John Nhial was barely a teenager when he was grabbed by a Sudanese guerrilla army and forced to become a child soldier. He spent four years fighting, blasting away on guns almost too heavy to hold, until one day the inevitable happened: he was seriously injured, treading on a landmine while he was on morning patrol.
“I stepped on it and it exploded,” he recalled. “It threw me up and down again – and then I tried to look for my leg and found that there was no foot.”
His comrades carried him back to base camp, but there was hardly any medical care available. It took 25 days before he received proper treatment, during which time he developed tetanus down one side of his body. Finally, Nhial (not his real name) was put on a flight to the Kenyan border, his life only saved when he was handed over to a Red Cross team.
Now, a decade later, he lives in a Juba refugee camp, having suffered further troubles in the conflict that has engulfed the struggling new nation of South Sudan. He plays wheelchair basketball for his country, although he relies on a prosthetic lower leg to struggle around the muddy, sprawling camp. Reaching the most basic services often entails long walks and it can be difficult to get to training. But at least his hands are free to carry things such as food and water, unlike those on crutches.

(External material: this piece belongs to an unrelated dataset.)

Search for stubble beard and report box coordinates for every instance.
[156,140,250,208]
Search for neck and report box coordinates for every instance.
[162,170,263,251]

Such stories of lives devastated by conflict or disease are all too common in developing countries. Lack of an arm or leg can be tough anywhere, but for people in poorer parts of the world it is especially challenging. Some are victims of conflict, while others may have been born with congenital conditions. Many more are injured on roads, with the casualty toll soaring in poorer nations. In Kenya, half the patients on surgical wards have road injuries. The World Health Organization estimates there are about 30 million people like Nhial who require prosthetic limbs, braces or other mobility devices, yet less than 20% have them.
Prosthetics can involve a lot of work and expertise to produce and fit and the WHO says there is currently a shortage of 40,000 trained prosthetists in poorer countries. There is also the time and financial cost to patients, who may have to travel long distances for treatment that can take five days – to assess their need, produce a prosthesis and fit it to the residual limb. The result is that braces and artificial limbs are among the most desperately needed medical devices. However, technology may be hurtling to the rescue – in the shape of 3D printing.
Slowly but surely, 3D printing, also known as additive manufacturing, has been revolutionising aspects of medicine since the start of the century, just as it has had an impact on so many other industries, from cars to clothing. Perhaps this is not surprising, given that its key benefit is to enable the rapid and cost-efficient creation of bespoke products. There are few commercial products that need to suit a wider variety of shapes and sizes than medical devices made for human beings.
Experts have developed 3D-printed skin for burn victims, airway splints for infants, facial reconstruction parts for cancer patients, orthopaedic implants for pensioners. The fast-developing technology has churned out more than 60m customised hearing-aid shells and ear moulds, while it is daily producing thousands of dental crowns and bridges from digital scans of teeth, replacing the traditional wax modelling methods used for centuries.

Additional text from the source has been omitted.